On July 5, 2010, the Malta Financial Services Authority e-mailed a consultation document regarding proposed new Listing Authority policies to market participants, 14 of whom including stockbrokers, lawyers, auditors and banks submitted feedback to the regulator before the new policies came into force on August 16, 2010.

The MFSA’s new listing policies have made it very difficult for companies to offer new bond issues to small retail investors, bringing the new issuance local bond market to a standstill- Edward Rizzo

The policies’ purpose was to formalise the setting up of the ‘sinking fund’ and to introduce a new requirement for prospective bond issuers (excluding banks and the government) to draw up a financial soundness report when applying for a listing of corporate bonds aimed at local retail investors.

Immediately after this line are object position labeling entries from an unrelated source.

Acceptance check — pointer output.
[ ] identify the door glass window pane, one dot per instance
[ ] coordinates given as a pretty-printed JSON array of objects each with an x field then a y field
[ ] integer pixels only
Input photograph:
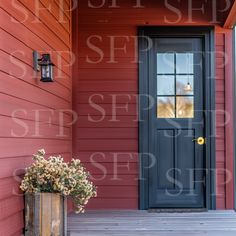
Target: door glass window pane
[
  {"x": 184, "y": 63},
  {"x": 165, "y": 63},
  {"x": 166, "y": 107},
  {"x": 166, "y": 85},
  {"x": 184, "y": 85},
  {"x": 184, "y": 107}
]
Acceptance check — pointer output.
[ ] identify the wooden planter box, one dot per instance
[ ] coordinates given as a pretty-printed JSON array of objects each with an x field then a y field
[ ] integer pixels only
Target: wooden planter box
[{"x": 45, "y": 215}]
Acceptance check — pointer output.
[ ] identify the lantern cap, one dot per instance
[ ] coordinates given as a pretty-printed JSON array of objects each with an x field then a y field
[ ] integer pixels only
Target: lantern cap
[{"x": 45, "y": 60}]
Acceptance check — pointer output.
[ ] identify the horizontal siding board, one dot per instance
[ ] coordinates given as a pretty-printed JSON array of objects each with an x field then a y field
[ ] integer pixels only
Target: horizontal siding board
[
  {"x": 23, "y": 109},
  {"x": 107, "y": 122},
  {"x": 125, "y": 168},
  {"x": 106, "y": 97},
  {"x": 15, "y": 86},
  {"x": 97, "y": 109},
  {"x": 107, "y": 133},
  {"x": 39, "y": 29},
  {"x": 107, "y": 145},
  {"x": 107, "y": 86},
  {"x": 22, "y": 147},
  {"x": 14, "y": 166},
  {"x": 107, "y": 157},
  {"x": 10, "y": 127}
]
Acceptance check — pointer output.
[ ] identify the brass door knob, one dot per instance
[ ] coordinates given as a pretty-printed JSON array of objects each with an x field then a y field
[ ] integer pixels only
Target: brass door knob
[{"x": 200, "y": 140}]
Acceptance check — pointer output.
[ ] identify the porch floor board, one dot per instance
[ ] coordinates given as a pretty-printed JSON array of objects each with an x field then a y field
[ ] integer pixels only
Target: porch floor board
[{"x": 97, "y": 223}]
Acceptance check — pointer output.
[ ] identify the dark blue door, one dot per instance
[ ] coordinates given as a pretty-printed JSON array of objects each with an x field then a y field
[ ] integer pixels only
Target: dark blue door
[{"x": 176, "y": 123}]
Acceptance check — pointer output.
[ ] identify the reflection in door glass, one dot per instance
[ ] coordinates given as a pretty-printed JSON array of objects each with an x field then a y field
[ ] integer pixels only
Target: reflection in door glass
[
  {"x": 184, "y": 63},
  {"x": 166, "y": 107},
  {"x": 182, "y": 82},
  {"x": 165, "y": 63},
  {"x": 166, "y": 85},
  {"x": 175, "y": 85},
  {"x": 184, "y": 107}
]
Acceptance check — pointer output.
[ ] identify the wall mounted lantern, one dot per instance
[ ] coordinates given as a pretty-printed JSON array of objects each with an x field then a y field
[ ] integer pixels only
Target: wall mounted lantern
[{"x": 44, "y": 65}]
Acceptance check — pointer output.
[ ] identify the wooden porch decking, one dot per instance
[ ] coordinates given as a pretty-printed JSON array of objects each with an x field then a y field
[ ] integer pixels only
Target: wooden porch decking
[{"x": 97, "y": 223}]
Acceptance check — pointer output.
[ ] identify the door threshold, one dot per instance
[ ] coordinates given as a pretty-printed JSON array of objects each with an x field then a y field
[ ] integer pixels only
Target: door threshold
[{"x": 176, "y": 210}]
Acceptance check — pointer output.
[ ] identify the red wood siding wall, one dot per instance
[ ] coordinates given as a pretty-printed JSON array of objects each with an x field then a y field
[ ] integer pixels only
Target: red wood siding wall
[
  {"x": 106, "y": 78},
  {"x": 22, "y": 30}
]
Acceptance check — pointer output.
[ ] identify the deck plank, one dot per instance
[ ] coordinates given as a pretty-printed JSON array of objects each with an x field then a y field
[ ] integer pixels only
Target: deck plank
[{"x": 117, "y": 223}]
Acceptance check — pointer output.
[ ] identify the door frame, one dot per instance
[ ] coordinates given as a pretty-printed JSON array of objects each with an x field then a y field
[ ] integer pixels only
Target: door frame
[{"x": 207, "y": 34}]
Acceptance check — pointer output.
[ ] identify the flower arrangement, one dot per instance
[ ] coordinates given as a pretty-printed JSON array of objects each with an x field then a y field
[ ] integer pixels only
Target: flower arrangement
[{"x": 53, "y": 175}]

Although the sinking fund had become a common feature in the many bond issues that came to the market in 2009 and the first half of 2010, the requirement for such a mechanism had never been formally included in any of the Listing Rules which were similar to those adopted by the Financial Services Authority in the UK and based on EU standards.

At the time of the introduction of the new policies, various members of the financial services industry, and lawyers and auditors who normally participate in assisting a company to launch a bond issue, had argued that these new policies could potentially have a negative impact on the issuance of new bonds. The new requirements aimed at issuing companies and their advisors seemed too onerous.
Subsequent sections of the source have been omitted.